The Failure Mode
A Storybook interaction test for ThemeToggle asserted the active button had a specific background class:
await expect(lightButton).toHaveClass('bg-surface');It passed. Then I updated the design tokens. bg-surface became bg-surface-primary. The component worked perfectly. The test failed. The assertion was testing an implementation detail, not the behavior users interact with.
This pattern was scattered across the component library: toHaveClass('opacity-0') on hidden tooltips, toHaveClass('bg-surface') on active themes, .tagName checks on breadcrumb items. Every Tailwind refactor risked breaking tests that had nothing to do with the change.
Six Rules
I codified six rules for interaction tests and applied them across the library in one pass. The rules target the gap between what a test checks and what a user experiences.
1. Query by role first
getByRole('button', { name: 'Label' }) over getByText('Label') for interactive elements. getByText is for non-interactive content: headings, paragraphs, empty-state messages. The distinction matters because role queries verify the element is interactive, not just visible.
2. Always waitFor after state changes
Any userEvent that triggers React state needs waitFor on subsequent assertions. Without it, the test reads stale DOM. This is the most common source of CI flakes in Storybook interaction tests.
await userEvent.click(button);
// Wrong: assertion may read pre-click DOM
expect(menu).toBeInTheDocument();
// Right: wait for React to flush
await waitFor(() => expect(menu).toBeInTheDocument());3. Never assert CSS classes
This is the rule that triggered the audit. The fix is ARIA attributes: aria-hidden, aria-pressed, aria-expanded, aria-selected. If the component does not expose a semantic attribute for the state being tested, fix the component first.
4. No .tagName checks
Instead of expect(el.tagName).toBe('SPAN'), assert the absence of a role:
// Before
const currentPage = canvas.getByText('Current Page');
await expect(currentPage.tagName).toBe('SPAN');
// After
await expect(
canvas.queryByRole('link', { name: 'Current Page' })
).not.toBeInTheDocument();The test now verifies that the current page is not a link, which is the actual requirement. Whether it renders as a <span> or a <div> is irrelevant.

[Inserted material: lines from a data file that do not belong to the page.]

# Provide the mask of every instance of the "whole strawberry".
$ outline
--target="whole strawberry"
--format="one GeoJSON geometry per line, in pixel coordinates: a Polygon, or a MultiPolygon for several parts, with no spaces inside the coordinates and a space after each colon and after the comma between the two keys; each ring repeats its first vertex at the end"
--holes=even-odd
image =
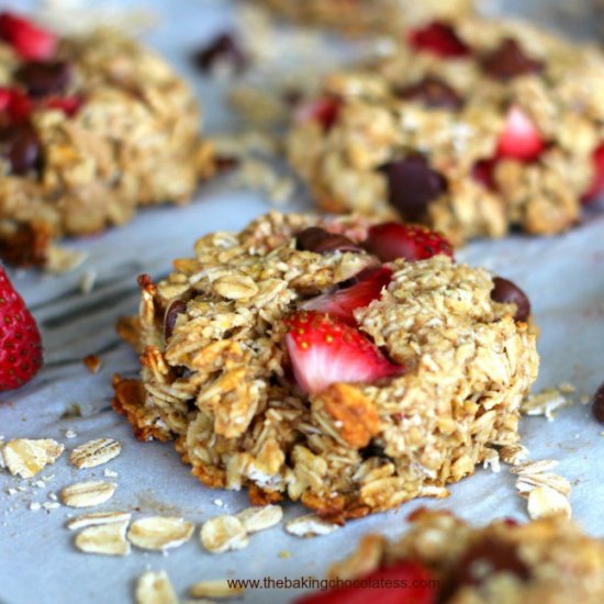
{"type": "Polygon", "coordinates": [[[0,266],[0,392],[30,381],[42,362],[35,320],[0,266]]]}

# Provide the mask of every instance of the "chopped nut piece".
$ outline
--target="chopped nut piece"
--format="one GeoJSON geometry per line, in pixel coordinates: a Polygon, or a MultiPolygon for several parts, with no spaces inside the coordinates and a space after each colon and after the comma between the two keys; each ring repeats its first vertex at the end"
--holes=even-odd
{"type": "Polygon", "coordinates": [[[54,463],[65,447],[51,438],[18,438],[4,445],[2,455],[9,472],[32,478],[45,466],[54,463]]]}
{"type": "Polygon", "coordinates": [[[245,593],[244,588],[230,588],[226,579],[199,581],[189,588],[191,597],[237,597],[245,593]]]}
{"type": "Polygon", "coordinates": [[[77,482],[60,492],[60,501],[69,507],[93,507],[110,500],[118,485],[114,482],[91,480],[77,482]]]}
{"type": "Polygon", "coordinates": [[[317,516],[316,514],[306,514],[293,518],[286,524],[286,530],[290,535],[297,537],[316,537],[317,535],[328,535],[338,527],[337,524],[331,523],[317,516]]]}
{"type": "Polygon", "coordinates": [[[236,517],[247,533],[257,533],[280,523],[283,510],[279,505],[255,506],[239,512],[236,517]]]}
{"type": "Polygon", "coordinates": [[[203,523],[201,527],[201,543],[213,553],[221,553],[233,549],[247,547],[245,527],[235,516],[216,516],[203,523]]]}
{"type": "Polygon", "coordinates": [[[87,553],[127,556],[130,544],[126,541],[126,527],[127,521],[89,526],[76,535],[76,547],[87,553]]]}
{"type": "Polygon", "coordinates": [[[500,458],[504,463],[518,466],[528,457],[528,449],[524,445],[508,445],[500,450],[500,458]]]}
{"type": "Polygon", "coordinates": [[[90,373],[98,373],[101,368],[101,359],[97,355],[86,355],[81,361],[86,365],[90,373]]]}
{"type": "Polygon", "coordinates": [[[132,523],[127,538],[142,549],[169,549],[187,543],[194,525],[182,518],[152,516],[132,523]]]}
{"type": "Polygon", "coordinates": [[[550,486],[537,486],[528,494],[528,515],[532,519],[561,514],[570,518],[572,515],[569,500],[550,486]]]}
{"type": "Polygon", "coordinates": [[[96,526],[102,524],[112,524],[130,521],[132,514],[130,512],[98,512],[96,514],[82,514],[76,518],[71,518],[65,526],[69,530],[78,530],[87,526],[96,526]]]}
{"type": "Polygon", "coordinates": [[[76,468],[96,468],[120,455],[122,445],[113,438],[97,438],[76,447],[69,460],[76,468]]]}
{"type": "Polygon", "coordinates": [[[136,604],[178,604],[175,589],[165,570],[148,571],[136,583],[136,604]]]}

5. Use step() for three or more sequential interactions
Group related phases so the Storybook Interactions panel is self-documenting:
await step('Open menu', async () => {
await userEvent.click(trigger);
await waitFor(() => expect(menu).toBeInTheDocument());
});
await step('Navigate items', async () => {
await userEvent.keyboard('{ArrowDown}');
await waitFor(() => expect(items[0]).toHaveFocus());
});
await step('Close menu', async () => {
await userEvent.keyboard('{Escape}');
await waitFor(() => expect(menu).not.toBeInTheDocument());
});6. Every fn() spy must be asserted
If a story defines onClick: fn() in args, the play function must assert it. Dead spies are noise: they suggest the test verifies click behavior when it does not. Remove the spy or assert it.
Before and After
The ThemeToggle fix required a one-line production code change. The component did not expose aria-pressed, so there was nothing semantic to assert. Adding it fixed both the test and the accessibility:
// ThemeToggle.tsx — added aria-pressed
<button aria-pressed={theme === value} onClick={() => setTheme(value)}>
// ThemeToggle.stories.tsx — before
await expect(lightButton).toHaveClass('bg-surface');
// ThemeToggle.stories.tsx — after
await waitFor(() =>
expect(lightButton).toHaveAttribute('aria-pressed', 'true')
);The Tooltip followed the same pattern. opacity-0 and opacity-100 became aria-hidden:
// Before
await expect(tooltip).toHaveClass('opacity-0');
await waitFor(() => expect(tooltip).toHaveClass('opacity-100'));
// After
await expect(tooltip).toHaveAttribute('aria-hidden', 'true');
await waitFor(() => expect(tooltip).toHaveAttribute('aria-hidden', 'false'));The Result
One commit touched 11 files: +123 lines, -88 lines. Every CSS class assertion was replaced with a semantic equivalent. Three components gained ARIA attributes they should have had from the start. Zero interaction tests now depend on Tailwind class names.
The tests are more stable because they assert behavior, not styling. They are also better accessibility tests by accident: if aria-pressed ever gets removed from ThemeToggle, the interaction test catches it before a screen reader user does.
Tests should verify the contract between a component and its users. CSS classes are not part of that contract. ARIA attributes are.